• U.S.

Sport: Five in the Pool

2 minute read
TIME

The U.S. tossed an impressive challenge at Australia’s confident women swimmers last week in the pretty form of five frolicking California teenagers. Gamboling around Indianapolis’ huge Broad Ripple Pool like schoolgirls at summer camp, the youthful quintet laughingly struck kooky, cross-eyed poses for photographers, completely captivated the capacity crowd, and set A.A.U. officials rewriting the record books. In just three days at the Women’s A.A.U. Swimming Championships, three world and ten American records were smashed, and tarnished U.S. aquatic prestige was suddenly enhanced.

The girls and their records:

¶Carolyn House, 14, a sturdy, 5-ft. 4-in. blonde from Los Angeles who still sports braces on her teeth and looks young enough to crash the ticket gate for half fare, gracefully stroked her way to a new American record of 19 min. 45 sec. in the 1,500-meter freestyle, longest and most grueling of all swimming events.

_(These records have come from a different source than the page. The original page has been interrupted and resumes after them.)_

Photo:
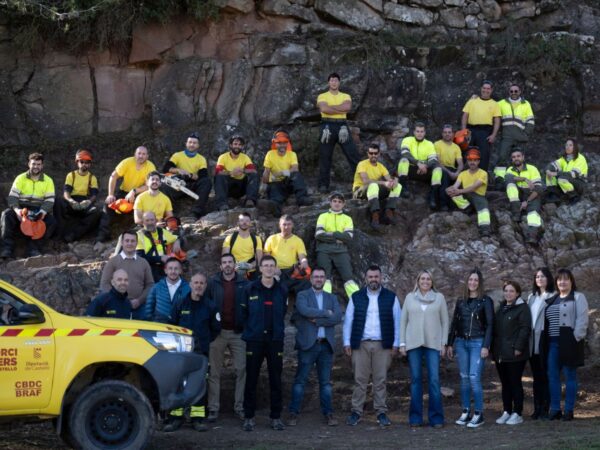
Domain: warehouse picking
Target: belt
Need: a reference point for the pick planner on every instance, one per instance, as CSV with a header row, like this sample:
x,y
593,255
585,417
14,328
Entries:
x,y
328,119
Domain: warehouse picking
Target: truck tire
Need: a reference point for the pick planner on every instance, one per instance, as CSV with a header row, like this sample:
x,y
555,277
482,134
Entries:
x,y
111,414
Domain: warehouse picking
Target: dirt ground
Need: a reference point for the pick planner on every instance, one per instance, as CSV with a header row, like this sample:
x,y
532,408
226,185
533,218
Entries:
x,y
312,433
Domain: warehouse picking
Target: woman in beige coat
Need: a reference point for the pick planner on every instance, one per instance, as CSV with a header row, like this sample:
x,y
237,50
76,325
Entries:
x,y
423,336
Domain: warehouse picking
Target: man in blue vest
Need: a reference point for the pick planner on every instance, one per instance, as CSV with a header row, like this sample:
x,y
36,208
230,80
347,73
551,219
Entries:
x,y
371,338
317,313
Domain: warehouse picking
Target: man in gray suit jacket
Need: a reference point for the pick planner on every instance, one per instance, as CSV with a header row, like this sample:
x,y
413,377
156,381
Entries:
x,y
317,313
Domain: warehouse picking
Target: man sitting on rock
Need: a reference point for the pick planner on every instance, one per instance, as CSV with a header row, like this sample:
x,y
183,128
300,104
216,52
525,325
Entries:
x,y
190,166
373,182
470,189
75,211
524,190
113,303
281,177
138,271
152,200
245,246
30,200
235,175
334,233
133,171
154,243
418,161
290,253
450,158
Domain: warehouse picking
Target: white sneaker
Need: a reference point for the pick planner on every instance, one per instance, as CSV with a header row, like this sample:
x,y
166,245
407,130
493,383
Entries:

¶Chris von Saltza, 16, a seasoned, polished veteran and the chief U.S. Olympic hope in the shorter freestyle distances, who first thrashed to a new U.S. record of 1 min. 1.6 sec. in the 100-meter freestyle, returned to crack another in the 400-meter freestyle (4 min. 46.9 sec.), broke a third by swimming the 200-meter freestyle in 2:15.1.

¶Lynn Burke, 17, a backstroke specialist from Santa Clara Swim Club, who broke two world records on successive days: in the 200-meter backstroke, pushed by Teammate Von Saltza, Lynn hit 2 min. 33.5 sec., a full 3.6 sec. faster than the world mark set by Japan’s Satoko Tanaka earlier this year; in the loo-meter backstroke, she clocked an equally astonishing time—1 min. 10.1 sec., knocking nine-tenths of a second from the world mark.

¶Ann Warner, 16, another Santa Clara star, pretty and blonde, who won the 200-meter breaststroke by 7.5 sec., set a new U.S. record of 2 min., 53.3 sec.

¶ Donna de Varona, 13, a 102-lb minnow from Berkeley, who turned in the most stunning performance of the meet. Trailing World Record-holder Sylvia Ruuska by two strokes in the last lap of the exacting 400-meter individual medley (butterfly, backstroke, breaststroke and freestyle). Donna summoned a last burst of speed, overtook 18-year-old Sylvia in the final yards, broke the world record by almost 3 sec.